Very true but it's important to realise that all of these things are ROI's, they're just not all financial ones. Its important for employers clearly define what they need to see, to consider their social media strategy successful.

1) Increased followers IS an ROI

2) Better brand perception IS an ROI

3) And ofcourse, more sales IS an ROI

You very rarely get 3 without 1 and 2. I really liked the article. Its good to see more posts helping employers make good choices.

Definitely, while researching for this article I came across a few sources that talked about how a few markerters were unsure as to how to figure out if their social media efforts were successful. Marketers, business owners, and social media managers all need to figure out what they hope to accomplish by utilizing social media, and then figure out how to measure those accomplishments. Like you said, it's not only about more sales. And I'm glad you enjoyed the article!

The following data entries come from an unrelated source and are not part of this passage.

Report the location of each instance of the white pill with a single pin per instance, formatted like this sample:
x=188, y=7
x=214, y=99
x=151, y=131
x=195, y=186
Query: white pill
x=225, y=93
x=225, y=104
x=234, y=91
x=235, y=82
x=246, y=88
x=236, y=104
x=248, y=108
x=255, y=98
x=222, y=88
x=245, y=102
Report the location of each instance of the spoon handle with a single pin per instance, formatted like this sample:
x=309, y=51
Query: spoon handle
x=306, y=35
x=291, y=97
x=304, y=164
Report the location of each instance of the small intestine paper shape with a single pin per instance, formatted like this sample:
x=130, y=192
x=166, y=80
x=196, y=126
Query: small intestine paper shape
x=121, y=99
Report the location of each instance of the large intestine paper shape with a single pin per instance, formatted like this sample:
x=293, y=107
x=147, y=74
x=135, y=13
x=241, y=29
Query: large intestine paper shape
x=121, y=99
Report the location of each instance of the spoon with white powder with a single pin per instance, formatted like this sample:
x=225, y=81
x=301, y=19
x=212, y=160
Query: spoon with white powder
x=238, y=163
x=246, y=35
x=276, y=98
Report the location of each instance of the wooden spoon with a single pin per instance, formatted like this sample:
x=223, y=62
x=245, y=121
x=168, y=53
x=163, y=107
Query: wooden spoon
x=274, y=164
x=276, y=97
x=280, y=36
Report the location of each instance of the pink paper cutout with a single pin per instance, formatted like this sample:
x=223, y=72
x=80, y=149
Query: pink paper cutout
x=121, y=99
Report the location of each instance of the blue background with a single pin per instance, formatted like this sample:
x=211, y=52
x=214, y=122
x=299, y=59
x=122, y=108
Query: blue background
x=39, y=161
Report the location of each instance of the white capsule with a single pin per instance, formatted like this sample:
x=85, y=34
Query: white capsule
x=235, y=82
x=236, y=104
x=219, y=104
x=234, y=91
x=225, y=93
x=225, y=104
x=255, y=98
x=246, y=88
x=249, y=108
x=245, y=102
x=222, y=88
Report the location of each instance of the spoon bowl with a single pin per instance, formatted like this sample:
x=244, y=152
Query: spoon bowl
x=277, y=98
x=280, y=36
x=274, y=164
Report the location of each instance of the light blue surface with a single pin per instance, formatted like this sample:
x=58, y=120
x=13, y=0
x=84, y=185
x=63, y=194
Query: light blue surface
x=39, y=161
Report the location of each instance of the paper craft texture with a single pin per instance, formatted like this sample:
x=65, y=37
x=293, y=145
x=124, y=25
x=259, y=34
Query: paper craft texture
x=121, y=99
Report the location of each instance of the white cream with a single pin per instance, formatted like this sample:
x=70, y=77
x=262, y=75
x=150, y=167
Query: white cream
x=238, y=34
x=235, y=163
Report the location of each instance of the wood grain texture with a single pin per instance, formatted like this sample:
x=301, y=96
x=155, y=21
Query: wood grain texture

Thanks for sharing these very unique points. Enjoyed reading your article!

So, not "What is your Klout score?" then ...

Haha, well having a high Klout score definitely shows you know how to leverage social media!

Even better version of Question1, not whether someone knows the rules, but:

What rules to YOU follow?

Ask the interviewee to ID their own rules beginning with the single most important one.

 

Excellent point Jim! That is definitely a good way to get right to the issue at hand.

Great tips, Deborah.

Of all three questions that you listed, I think the last one is the most important. I work with a few social media managers and I can't stress how important it is to have someone that can write to engage and "soft-sell" to the community.